Мопассан смеется над отдельными напыщенными журналистами, над немногими читателями, которые делают хорошую мину перед лицом правды, которую он развертывает у них на глазах. Большинство публики – на его стороне, это подтверждают цифры продаж. А сколько еще проектов у него в голове! Но, право, нельзя же, чтобы письменные занятия, которые его кормят, в то же время препятствовали его стремлению наслаждаться жизнью! А хочется ему по-прежнему все того же: одерживать победы как на творческом фронте, так и на фронте развлечений. В конце января 1888 года он снова в Марселе; цель приезда – покупка яхты «Зингара». Верные морские волки Бертран и Раймон, заранее предупрежденные по телеграфу, помогли с экспертизой судна. Добрая гоночная яхта общей длиной 14 метров 60 сантиметров, водоизмещением 20 тонн, с главной мачтой и фок-мачтой. Внутри – кают-компания на десять персон и комфортабельная каюта для хозяина. У этой яхты, выстроенной из шотландского белого дуба на лаймингтонских судоверфях в Англии, был величавый корпус из добротной меди. В общем, если сравнить со скромным «Милым другом», это был самый настоящий плавучий дворец. Нет, никаких колебаний Мопассан не испытывал – сменить худосочного 9-тонного «Милого друга» означало засвидетельствовать головокружительный прогресс своего успеха. Цена: 7000 франков. На стадии, когда привалила подобная удача, он мог позволить себе и не такое сумасбродство. Сделка с владельцами – двумя марсельскими коммерсантами – была заключена быстро. И вот, едва были улажены все формальности в конторе Морской приписки, Ги приказывает своим верным морским волкам начертать на корпусе яхты ее новое имя. «Зингара» превратилась в «Милого друга-II».
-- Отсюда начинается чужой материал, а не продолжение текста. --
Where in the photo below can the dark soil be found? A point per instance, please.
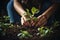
(11, 34)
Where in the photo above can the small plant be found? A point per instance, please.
(24, 34)
(30, 16)
(44, 31)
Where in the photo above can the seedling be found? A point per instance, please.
(24, 34)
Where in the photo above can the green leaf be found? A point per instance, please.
(34, 10)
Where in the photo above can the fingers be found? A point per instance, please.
(41, 21)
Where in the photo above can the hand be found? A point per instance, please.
(25, 22)
(42, 20)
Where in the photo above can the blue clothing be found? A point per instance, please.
(14, 17)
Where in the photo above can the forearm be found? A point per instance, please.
(49, 11)
(18, 8)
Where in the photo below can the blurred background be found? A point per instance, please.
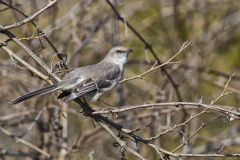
(84, 30)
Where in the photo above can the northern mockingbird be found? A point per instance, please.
(92, 80)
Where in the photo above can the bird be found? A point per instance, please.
(91, 80)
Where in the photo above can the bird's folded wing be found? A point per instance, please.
(86, 88)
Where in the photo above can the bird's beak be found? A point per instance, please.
(130, 50)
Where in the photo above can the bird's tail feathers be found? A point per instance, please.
(42, 91)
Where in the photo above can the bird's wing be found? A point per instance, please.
(94, 84)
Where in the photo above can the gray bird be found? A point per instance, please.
(92, 80)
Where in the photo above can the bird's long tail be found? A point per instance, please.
(39, 92)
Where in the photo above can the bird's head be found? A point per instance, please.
(118, 55)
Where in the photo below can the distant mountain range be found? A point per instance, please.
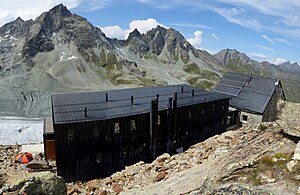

Прохладной зарею «Милый друг-II» покинул порт. У штурвала сам Мопассан. Он предполагал достичь Канн за два-три дня, с кратким заходом в Поркероль. Волна поднималась. Мертвенно-бледный Франсуа Тассар боролся с дурнотою. Обеспокоенный, как всегда, Бернар всматривался в туманный горизонт. Только Ги радовался жизни, чувствуя себя уверенно. Больше даже – он, мятежный, просил доброй бури! У него руки чесались вступить в борьбу со стихиями после того, как поцапался с людьми. И вдруг откуда ни возьмись его озарила идея, о чем он с радостью поспешил поведать своему камердинеру: «Я нашел сюжет для хроники. Право, такие мысли приходят только ко мне!» Ныне еще в большей степени, чем в юные годы, сплав действия и мысли, спорта и сочинительства знаменовал для него собою вершину счастья.